Yıldırım, AKP’nin bir yandan kendi darbesini gerçekleştirdiğini, diğer yandan
da “Darbe süreci sona ermedi” diyerek, OHAL ve darbe hukukunu kalıcılaştırmak
istediğini söyledi.
Tanrıkulu: Asıl darbe 20 Temmuz’da gerçekleşti
CHP İstanbul Milletvekili Sezgin
Tanrıkulu da, asıl darbenin 20 Temmuz’da gerçekleştiğini, AKP’nin bu darbe
hukuku ile kendisini daimi kılmak istediğini söyledi. Tanrıkulu, özellikle
cemaatin devlete yerleştirilme sürecine ve bu konuda AKP’nin sorumluluğuna
dikkat çekerek, “Bunların darbeyi açığa çıkarma niyetlerinin olmadığını
özellikle darbe komisyonunun AKP marifetiyle ortaya koyduğu raporla anlaşıldı.

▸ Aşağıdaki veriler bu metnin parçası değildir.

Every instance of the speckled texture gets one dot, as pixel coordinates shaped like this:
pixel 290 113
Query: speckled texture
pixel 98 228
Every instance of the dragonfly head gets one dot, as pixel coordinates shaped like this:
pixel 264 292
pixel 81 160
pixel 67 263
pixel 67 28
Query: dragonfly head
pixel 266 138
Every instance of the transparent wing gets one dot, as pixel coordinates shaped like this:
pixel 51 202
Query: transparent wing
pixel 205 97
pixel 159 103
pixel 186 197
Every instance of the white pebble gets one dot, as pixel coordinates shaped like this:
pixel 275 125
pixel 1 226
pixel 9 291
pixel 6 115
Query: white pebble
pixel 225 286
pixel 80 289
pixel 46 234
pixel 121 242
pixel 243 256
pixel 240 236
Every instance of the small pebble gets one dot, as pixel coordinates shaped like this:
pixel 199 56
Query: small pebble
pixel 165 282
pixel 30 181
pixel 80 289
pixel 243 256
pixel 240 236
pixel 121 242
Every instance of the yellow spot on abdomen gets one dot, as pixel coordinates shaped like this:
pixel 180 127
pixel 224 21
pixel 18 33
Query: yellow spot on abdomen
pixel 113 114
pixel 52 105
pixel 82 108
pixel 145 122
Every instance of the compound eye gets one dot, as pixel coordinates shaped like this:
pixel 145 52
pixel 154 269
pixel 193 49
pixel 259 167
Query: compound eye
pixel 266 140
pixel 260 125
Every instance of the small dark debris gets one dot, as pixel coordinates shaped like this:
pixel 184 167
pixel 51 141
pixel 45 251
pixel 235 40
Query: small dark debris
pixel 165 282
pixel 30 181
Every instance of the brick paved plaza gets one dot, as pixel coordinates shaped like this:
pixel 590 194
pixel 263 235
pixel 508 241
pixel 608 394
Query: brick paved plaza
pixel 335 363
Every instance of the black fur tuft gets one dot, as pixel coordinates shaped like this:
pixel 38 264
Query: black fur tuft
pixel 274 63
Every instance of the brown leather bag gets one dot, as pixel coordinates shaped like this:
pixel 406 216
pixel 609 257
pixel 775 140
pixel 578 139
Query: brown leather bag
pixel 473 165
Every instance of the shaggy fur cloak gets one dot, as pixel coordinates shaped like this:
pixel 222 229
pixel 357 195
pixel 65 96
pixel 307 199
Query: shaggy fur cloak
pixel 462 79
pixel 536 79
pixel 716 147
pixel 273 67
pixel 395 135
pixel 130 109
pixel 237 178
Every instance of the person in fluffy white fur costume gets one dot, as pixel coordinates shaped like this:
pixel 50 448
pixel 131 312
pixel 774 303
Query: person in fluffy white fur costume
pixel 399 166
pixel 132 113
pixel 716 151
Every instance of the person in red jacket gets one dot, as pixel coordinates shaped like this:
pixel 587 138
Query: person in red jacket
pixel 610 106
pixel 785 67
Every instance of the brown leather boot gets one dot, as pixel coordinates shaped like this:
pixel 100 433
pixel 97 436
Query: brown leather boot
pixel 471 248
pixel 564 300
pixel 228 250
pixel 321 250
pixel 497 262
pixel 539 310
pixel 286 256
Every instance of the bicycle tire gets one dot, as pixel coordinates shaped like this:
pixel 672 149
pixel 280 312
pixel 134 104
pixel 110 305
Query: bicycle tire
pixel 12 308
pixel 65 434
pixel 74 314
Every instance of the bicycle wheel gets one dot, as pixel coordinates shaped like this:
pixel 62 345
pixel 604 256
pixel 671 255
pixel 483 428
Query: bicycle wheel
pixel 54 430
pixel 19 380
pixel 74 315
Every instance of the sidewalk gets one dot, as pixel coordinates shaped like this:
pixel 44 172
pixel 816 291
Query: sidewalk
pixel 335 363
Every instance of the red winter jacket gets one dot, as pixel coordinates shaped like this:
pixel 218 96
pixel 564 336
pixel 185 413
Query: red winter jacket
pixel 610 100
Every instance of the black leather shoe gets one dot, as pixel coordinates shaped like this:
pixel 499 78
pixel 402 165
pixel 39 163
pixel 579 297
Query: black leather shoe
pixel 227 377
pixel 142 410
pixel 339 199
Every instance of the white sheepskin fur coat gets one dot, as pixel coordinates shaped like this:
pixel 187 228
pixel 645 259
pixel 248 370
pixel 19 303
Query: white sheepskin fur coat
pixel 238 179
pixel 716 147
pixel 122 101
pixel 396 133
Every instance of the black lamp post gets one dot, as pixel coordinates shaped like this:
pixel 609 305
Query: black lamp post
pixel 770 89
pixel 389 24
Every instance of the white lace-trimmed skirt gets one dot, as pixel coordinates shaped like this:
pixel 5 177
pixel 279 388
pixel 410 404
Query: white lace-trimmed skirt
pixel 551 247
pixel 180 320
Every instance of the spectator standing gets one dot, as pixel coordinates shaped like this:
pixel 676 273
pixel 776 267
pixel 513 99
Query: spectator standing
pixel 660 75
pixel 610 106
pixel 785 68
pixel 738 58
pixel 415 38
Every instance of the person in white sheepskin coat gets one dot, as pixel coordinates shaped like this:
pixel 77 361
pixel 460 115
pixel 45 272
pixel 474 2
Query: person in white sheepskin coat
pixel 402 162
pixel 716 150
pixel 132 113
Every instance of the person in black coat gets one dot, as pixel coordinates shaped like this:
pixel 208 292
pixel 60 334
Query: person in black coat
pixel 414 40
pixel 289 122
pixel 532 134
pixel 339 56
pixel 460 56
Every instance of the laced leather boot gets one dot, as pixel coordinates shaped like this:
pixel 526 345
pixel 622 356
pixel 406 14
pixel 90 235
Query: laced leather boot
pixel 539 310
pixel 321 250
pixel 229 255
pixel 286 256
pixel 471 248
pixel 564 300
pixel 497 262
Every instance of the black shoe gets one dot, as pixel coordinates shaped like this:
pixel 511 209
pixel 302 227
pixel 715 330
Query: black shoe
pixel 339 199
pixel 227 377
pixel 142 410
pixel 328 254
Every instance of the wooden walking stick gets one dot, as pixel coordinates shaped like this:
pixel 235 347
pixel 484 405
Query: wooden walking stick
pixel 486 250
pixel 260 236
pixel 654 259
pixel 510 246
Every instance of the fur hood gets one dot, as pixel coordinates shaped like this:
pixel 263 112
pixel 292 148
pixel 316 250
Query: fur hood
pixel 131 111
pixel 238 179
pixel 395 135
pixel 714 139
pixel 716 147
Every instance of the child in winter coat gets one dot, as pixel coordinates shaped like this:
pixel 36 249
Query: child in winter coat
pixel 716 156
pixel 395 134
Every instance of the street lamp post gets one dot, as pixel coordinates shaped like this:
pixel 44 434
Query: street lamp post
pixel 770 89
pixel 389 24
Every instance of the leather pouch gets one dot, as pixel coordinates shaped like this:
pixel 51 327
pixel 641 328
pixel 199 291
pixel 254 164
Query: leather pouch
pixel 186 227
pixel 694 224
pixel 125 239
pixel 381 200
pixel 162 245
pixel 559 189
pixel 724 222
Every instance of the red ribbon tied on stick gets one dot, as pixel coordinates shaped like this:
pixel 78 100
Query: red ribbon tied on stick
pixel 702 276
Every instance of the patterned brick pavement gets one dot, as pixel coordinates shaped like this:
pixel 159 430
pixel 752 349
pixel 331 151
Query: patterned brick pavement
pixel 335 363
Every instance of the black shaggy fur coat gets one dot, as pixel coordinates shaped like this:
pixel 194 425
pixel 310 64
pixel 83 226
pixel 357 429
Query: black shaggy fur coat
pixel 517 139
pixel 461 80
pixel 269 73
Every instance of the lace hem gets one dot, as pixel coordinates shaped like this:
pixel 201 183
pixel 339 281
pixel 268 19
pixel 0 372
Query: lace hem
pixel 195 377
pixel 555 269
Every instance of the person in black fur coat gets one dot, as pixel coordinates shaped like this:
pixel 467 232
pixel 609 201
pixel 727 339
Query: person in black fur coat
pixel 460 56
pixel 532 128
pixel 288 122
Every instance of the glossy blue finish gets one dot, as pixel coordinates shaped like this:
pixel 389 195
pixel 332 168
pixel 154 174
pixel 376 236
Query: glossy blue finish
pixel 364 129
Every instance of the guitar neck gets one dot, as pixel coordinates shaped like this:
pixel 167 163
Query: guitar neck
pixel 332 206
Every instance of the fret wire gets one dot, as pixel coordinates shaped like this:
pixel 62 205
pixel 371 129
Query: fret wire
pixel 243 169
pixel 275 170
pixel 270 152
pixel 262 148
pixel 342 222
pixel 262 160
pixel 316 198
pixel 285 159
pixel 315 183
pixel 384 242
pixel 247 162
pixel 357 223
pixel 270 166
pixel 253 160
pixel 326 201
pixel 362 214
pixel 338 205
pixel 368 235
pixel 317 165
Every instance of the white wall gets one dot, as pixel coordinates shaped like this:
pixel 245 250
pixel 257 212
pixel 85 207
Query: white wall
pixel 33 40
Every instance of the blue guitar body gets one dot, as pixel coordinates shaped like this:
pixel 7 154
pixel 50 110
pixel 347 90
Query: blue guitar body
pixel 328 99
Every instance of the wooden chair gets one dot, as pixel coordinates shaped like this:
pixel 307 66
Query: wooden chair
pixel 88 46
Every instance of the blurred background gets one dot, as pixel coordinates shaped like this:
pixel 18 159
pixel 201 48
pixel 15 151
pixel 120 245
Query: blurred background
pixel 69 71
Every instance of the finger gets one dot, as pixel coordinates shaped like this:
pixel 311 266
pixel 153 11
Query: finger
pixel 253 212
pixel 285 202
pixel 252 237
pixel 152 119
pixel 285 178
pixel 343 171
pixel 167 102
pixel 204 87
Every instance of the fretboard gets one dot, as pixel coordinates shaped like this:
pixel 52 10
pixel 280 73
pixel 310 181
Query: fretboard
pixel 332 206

Bu yapılan kontrollü darbedir, sonuçlarından yararlanılan darbedir. AKP bu
darbeye dayanarak, kendi iktidarını süreklileştirmek istiyor” dedi. Tanrıkulu,
darbeden kurtulmanın tek yolunun da “ortak mücadeleden” geçtiğini belirtirken,
var olan farklılıklar konusunda da, “Artık farklılıkları öne çıkarmanın zamanı
değil. Bugün aynılıklarımızı yan yana getirmek zorundayız” dedi.